The *Cancer Predisposition Sequencing Reporter (CPSR)* is a computational workflow that **interprets germline variants** identified from next-generation sequencing **in the context of cancer predisposition**.

*CPSR* accepts a query file with raw germline variant calls (SNVs/InDels) from a single sample (cancer patient), encoded in the [VCF format ](https://samtools.github.io/hts-specs/VCFv4.2.pdf). CPSR conducts comprehensive gene and variant annotation on the input calls, and generates a dedicated _variant HTML report_, that provides the following main functionality:

1) Flexible **selection of cancer predisposition genes** subject to analysis
2) **Variant classification** (*Pathogenic* to _Benign_) according to published guidelines (ACMG/AMP)
2) **Variant classification** (*Pathogenic* to _Benign_) through implementation of ACMG guidelines
3) **Biomarker matching** of sample variants (prognosis, diagnosis, drug sensitivity/resistance)
4) Potential **secondary/incidental findings** (ACMG recommendations)
4) Reporting of **secondary/incidental findings** (ACMG recommendations)

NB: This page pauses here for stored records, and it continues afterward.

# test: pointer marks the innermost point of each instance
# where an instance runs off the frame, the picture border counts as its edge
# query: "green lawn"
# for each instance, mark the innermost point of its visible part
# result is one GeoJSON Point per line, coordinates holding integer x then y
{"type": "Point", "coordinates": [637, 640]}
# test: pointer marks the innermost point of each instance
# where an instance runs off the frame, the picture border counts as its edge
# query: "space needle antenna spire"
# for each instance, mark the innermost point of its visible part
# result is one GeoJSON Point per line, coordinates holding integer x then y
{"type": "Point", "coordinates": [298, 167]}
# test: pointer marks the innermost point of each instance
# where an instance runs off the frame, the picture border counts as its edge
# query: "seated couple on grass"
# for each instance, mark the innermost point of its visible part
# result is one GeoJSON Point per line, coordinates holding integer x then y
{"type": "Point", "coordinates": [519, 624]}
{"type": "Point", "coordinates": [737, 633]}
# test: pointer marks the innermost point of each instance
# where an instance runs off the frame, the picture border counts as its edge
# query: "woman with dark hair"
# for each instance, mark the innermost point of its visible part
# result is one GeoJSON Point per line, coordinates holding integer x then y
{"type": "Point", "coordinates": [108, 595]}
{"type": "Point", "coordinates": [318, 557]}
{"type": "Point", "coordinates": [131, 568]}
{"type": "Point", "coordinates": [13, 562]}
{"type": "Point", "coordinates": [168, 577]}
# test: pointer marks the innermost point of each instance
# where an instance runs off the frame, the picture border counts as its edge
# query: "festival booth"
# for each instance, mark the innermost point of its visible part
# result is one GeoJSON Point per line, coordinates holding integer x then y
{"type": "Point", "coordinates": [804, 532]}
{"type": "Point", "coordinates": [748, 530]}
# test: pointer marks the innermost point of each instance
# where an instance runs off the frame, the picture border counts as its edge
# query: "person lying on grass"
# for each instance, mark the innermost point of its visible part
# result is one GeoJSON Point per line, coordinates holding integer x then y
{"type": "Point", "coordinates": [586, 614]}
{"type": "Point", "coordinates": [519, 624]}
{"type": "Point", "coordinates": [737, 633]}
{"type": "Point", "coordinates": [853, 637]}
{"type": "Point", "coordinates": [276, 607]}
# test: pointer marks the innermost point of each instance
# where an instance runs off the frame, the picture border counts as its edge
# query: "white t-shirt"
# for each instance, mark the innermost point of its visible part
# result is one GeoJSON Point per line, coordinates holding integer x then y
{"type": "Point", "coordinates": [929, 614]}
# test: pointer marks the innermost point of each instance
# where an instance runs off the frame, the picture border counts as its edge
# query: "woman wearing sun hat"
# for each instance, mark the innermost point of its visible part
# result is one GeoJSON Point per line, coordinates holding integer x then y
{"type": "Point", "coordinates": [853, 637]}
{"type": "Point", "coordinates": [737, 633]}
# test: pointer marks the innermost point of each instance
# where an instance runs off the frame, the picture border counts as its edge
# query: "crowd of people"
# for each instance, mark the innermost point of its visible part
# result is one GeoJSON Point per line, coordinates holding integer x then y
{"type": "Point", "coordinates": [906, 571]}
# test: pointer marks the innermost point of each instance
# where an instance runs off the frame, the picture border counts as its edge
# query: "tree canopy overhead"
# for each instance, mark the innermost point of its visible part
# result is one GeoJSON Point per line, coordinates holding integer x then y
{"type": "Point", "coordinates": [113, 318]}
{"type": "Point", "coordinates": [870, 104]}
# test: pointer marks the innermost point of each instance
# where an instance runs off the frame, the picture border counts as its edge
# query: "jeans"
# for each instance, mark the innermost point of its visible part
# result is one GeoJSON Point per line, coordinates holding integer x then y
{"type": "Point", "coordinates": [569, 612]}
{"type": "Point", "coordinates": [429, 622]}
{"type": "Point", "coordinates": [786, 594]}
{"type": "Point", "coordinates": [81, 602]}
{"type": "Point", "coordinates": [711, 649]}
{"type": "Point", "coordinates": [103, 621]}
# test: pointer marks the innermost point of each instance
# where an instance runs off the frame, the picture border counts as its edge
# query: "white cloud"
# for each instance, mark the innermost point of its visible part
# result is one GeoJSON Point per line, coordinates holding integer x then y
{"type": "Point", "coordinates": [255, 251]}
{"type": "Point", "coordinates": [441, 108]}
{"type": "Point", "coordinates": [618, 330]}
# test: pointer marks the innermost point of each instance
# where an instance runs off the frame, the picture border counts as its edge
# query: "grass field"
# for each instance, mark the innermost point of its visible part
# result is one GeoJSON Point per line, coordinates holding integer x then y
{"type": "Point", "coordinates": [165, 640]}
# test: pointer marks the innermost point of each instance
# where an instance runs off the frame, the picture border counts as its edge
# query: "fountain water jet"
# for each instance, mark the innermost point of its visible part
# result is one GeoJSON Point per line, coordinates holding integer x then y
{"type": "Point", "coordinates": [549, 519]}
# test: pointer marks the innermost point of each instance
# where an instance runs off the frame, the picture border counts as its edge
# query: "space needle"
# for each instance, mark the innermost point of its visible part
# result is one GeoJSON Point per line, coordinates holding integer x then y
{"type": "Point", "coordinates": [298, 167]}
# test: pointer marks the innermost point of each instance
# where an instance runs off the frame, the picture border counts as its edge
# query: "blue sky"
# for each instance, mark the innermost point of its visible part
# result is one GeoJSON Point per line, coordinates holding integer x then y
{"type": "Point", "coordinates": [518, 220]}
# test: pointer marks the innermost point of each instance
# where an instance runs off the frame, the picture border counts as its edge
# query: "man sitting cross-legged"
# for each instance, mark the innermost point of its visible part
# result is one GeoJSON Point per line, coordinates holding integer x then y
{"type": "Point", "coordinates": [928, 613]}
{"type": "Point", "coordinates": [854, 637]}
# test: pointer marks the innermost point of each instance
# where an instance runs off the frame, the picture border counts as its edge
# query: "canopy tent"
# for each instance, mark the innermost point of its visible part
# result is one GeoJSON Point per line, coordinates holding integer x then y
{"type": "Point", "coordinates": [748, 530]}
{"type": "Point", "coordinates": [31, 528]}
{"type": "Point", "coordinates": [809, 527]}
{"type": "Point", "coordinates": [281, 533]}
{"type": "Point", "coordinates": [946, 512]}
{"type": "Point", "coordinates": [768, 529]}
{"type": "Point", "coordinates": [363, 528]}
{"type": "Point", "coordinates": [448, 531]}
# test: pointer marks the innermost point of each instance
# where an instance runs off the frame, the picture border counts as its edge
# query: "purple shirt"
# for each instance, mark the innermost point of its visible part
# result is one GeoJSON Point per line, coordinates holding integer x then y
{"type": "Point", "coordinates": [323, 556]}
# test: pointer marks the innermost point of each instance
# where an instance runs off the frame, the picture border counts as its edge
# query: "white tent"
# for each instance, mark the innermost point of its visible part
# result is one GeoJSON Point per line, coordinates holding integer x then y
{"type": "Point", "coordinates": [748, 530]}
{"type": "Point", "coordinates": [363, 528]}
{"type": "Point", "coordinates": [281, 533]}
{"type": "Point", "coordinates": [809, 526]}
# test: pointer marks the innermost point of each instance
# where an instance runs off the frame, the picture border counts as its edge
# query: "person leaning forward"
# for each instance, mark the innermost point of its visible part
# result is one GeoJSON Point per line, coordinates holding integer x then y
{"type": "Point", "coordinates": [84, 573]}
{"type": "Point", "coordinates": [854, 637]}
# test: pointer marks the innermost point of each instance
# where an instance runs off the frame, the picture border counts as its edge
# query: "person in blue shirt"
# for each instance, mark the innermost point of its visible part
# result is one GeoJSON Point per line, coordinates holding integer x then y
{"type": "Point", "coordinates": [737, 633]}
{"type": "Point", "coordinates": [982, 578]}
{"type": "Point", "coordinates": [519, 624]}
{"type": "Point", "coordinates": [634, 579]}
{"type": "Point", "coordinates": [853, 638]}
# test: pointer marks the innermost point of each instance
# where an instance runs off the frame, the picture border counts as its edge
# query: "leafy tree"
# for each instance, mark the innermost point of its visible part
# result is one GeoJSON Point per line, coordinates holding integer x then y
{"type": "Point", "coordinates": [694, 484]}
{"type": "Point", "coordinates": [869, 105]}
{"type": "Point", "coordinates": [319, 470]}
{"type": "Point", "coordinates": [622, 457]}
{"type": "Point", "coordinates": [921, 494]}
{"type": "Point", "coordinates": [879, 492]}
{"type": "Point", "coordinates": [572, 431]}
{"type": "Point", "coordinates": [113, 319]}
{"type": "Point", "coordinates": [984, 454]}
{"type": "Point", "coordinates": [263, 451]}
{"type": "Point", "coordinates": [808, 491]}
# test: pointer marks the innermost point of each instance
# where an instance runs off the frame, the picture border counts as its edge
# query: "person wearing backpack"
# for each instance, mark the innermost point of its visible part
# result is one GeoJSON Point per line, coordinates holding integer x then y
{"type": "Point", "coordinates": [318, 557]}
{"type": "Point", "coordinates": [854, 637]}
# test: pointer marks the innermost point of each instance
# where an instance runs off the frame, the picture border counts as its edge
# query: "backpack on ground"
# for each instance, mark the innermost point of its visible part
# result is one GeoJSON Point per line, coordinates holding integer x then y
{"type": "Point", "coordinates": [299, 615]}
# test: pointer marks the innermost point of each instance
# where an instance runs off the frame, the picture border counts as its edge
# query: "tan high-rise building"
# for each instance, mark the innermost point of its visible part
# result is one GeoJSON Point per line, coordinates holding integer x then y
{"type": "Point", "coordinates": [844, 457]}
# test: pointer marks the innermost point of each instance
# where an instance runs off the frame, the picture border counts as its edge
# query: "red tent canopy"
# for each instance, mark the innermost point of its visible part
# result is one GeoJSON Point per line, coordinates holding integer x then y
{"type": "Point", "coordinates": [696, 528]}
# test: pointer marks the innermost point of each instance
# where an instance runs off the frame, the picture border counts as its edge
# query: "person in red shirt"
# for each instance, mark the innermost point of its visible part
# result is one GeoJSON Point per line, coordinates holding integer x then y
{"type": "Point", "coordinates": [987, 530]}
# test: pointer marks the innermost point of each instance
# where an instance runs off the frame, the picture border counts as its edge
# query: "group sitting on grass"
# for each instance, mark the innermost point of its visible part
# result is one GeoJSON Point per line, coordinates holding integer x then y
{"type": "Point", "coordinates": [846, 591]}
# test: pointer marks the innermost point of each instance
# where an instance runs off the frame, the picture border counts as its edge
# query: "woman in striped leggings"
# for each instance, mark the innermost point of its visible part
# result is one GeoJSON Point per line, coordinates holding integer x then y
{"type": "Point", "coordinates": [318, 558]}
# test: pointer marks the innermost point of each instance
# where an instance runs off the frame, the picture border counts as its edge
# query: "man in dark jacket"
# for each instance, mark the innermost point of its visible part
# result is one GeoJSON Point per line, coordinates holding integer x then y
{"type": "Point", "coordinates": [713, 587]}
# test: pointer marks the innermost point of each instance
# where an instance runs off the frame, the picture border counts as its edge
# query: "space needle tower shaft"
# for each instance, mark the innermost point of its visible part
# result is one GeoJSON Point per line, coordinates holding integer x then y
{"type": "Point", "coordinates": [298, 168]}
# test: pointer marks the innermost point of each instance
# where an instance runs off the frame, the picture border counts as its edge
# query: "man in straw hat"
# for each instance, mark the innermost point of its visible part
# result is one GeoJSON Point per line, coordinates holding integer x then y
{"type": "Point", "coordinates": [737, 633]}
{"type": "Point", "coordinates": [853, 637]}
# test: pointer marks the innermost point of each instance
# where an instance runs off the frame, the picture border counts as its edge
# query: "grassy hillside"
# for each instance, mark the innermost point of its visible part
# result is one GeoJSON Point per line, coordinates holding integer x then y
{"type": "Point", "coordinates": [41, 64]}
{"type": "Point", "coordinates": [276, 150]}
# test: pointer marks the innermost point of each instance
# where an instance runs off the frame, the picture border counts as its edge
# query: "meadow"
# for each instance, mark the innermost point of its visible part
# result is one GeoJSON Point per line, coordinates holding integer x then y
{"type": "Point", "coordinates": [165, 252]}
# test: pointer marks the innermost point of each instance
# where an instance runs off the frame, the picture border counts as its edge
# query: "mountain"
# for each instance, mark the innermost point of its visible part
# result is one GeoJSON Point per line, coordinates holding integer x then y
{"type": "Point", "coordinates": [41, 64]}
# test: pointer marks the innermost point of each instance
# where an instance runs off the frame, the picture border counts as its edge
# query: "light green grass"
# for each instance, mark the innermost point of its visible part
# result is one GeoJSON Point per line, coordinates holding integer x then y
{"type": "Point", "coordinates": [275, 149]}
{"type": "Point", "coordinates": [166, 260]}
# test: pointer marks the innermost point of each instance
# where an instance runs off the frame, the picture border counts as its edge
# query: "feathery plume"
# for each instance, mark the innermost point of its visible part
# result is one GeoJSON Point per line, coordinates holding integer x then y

The workflow is integrated with the framework that underlies [Personal Cancer Genome Reporter - PCGR ](https://github.com/sigven/pcgr). While *PCGR* is intended for reporting and analysis of somatic variants detected in a tumor, *CPSR* is intended for reporting and ranking of germline variants in protein-coding genes that are implicated in cancer predisposition and inherited cancer syndromes.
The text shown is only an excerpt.